Given these non-disclosure provisions will be considered void as a matter of law and against public policy, and the approaching January 1, 2019 mandate, employers should remove such confidentiality provisions from their settlement agreements if they have the effect of preventing disclosure of facts surrounding claims of sexual harassment or assault. SB 820 may impede informal resolutions as harassers who feel they have been unfairly accused may be more hesitant to cooperate in settlement agreements where their names and accusations can still be made public.


With the passage of SB 1343, California employers with at least 5 employees must provide sexual harassment prevention training to all supervisory and non-supervisory employees (including seasonal and temporary workers), a requirement previously only imposed on larger employers with more than 50 employees.

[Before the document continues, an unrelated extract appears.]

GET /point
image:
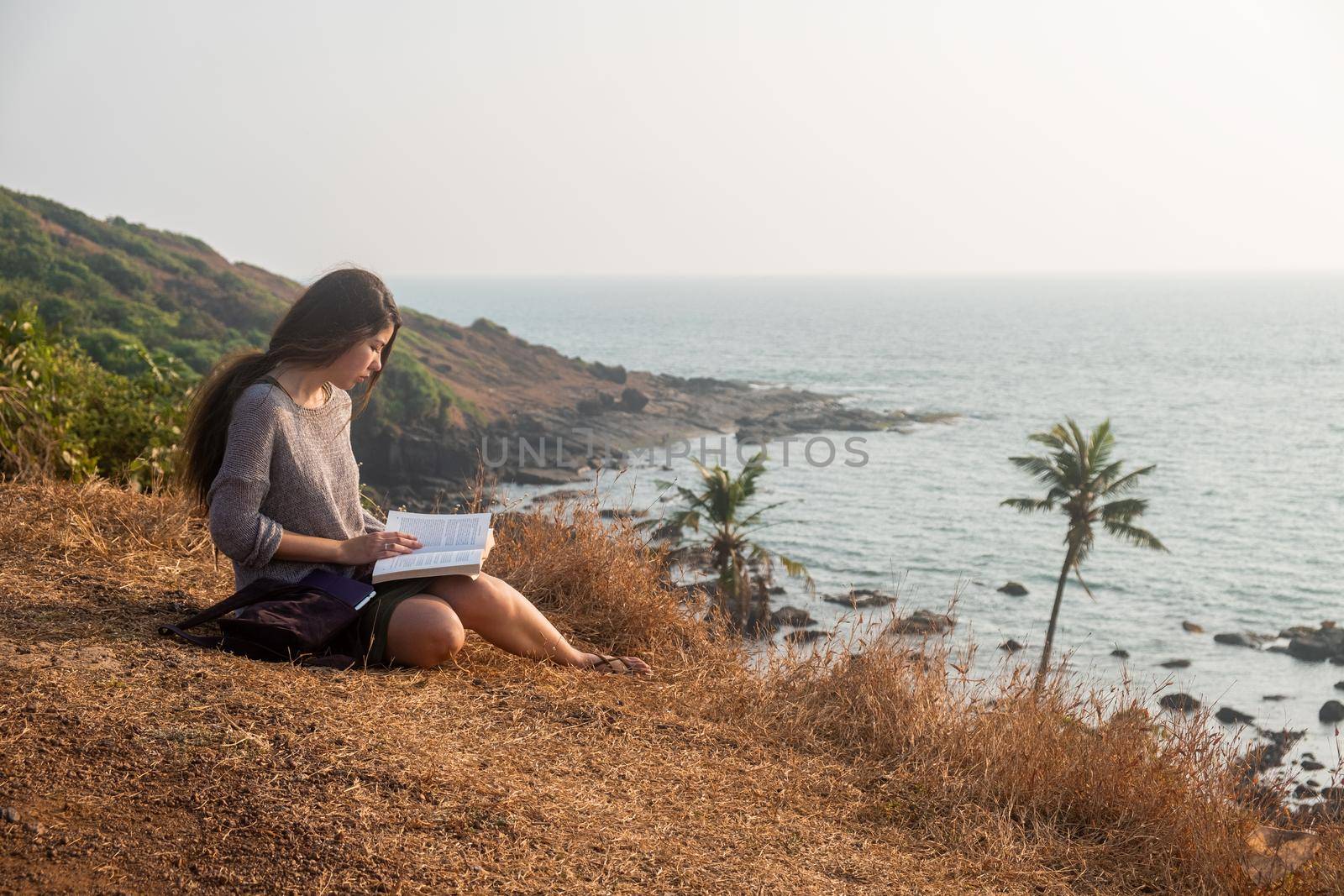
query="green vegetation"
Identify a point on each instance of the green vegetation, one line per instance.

By January 1, 2020, employers with 5 or more employees must provide 2 hours of sexual harassment prevention training and education to supervisors and 1 hour to non-supervisors. The training may be conducted in smaller increments if they cumulatively meet the hourly requirements and may be done on an individual or group basis. All employees must thereafter receive training every 2 years. Employers who provide the required training after January 1, 2019 are not required to comply with the January 1, 2020 deadline.

By January 1, 2020, covered employers must provide permanent employees with the requisite training within 6 months of their beginning work for the employer, and every 2 years thereafter. Employers must provide sexual harassment prevention training to temporary or seasonal employees within 30 calendar days after the hire date, or within 100 hours worked if the employee will work for less than 6 months. For temporary employees placed with a client by staffing agencies or temporary services employers as defined by the California Labor Code, the training must be conducted by the staffing agency or temporary services employer, not the client.

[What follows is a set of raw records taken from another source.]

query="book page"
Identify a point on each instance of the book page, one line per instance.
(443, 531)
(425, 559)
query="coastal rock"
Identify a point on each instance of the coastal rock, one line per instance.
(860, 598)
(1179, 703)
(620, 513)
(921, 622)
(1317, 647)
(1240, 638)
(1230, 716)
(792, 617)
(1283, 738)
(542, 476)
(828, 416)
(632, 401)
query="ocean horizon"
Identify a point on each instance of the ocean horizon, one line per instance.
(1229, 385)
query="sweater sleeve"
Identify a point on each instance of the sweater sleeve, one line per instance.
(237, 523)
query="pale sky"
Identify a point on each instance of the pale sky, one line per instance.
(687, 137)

The training must include information and practical guidance about the federal and state statutory provisions concerning the prohibition against and the prevention and correction of sexual harassment, as well as remedies available to victims of sexual harassment in the workplace. The training should also address harassment based on gender identity, gender expression, and sexual orientation. The training must also include practical examples aimed at instruction supervisors in the prevention of harassment, discrimination, and retaliation, and must be presented by trainers or educators with knowledge and expertise in the prevention of the same.        

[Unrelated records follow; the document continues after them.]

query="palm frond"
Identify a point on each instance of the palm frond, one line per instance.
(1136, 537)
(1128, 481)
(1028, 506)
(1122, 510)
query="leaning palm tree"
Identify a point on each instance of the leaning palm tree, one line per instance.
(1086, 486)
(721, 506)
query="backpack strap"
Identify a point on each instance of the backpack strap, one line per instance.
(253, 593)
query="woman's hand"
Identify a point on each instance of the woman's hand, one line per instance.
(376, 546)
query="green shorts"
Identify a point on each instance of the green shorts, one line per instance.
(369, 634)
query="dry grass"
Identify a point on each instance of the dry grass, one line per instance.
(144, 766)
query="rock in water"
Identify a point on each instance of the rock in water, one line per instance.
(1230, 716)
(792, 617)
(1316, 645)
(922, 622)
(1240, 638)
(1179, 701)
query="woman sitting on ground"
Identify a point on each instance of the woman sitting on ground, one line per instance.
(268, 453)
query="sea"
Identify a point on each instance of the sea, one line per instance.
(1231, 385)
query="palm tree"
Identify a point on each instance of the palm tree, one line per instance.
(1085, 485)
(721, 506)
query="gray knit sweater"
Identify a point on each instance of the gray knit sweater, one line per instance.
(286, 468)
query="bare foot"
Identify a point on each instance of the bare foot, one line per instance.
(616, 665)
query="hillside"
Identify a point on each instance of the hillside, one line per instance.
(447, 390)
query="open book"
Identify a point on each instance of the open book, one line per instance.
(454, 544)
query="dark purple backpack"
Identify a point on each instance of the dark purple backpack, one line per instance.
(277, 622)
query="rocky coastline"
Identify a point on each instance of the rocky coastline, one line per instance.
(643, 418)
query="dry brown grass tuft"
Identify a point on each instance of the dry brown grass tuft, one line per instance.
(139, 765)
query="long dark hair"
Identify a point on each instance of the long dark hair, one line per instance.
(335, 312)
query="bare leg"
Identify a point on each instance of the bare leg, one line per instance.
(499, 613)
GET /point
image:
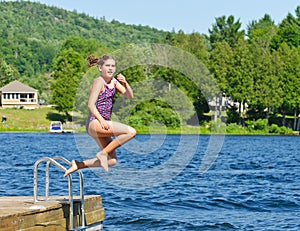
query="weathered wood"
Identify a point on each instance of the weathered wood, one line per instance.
(21, 213)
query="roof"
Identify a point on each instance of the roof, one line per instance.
(16, 86)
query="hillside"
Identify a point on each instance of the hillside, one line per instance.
(32, 33)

SB 1343 also requires the Department of Fair Employment and Housing (DFEH) to develop compliant interactive supervisory and non-supervisory training courses and make them available on its website, though employers may also develop their own training platforms as long as they comply with the law’s requirements. DFEH must also have sexual harassment prevention informational posters and fact sheets on its website.

Employers who were previously not required to conduct such training should thus begin creating and implementing sexual harassment prevention training programs, and those who already had such programs in place should re-examine their programs to comply with these additional requirements.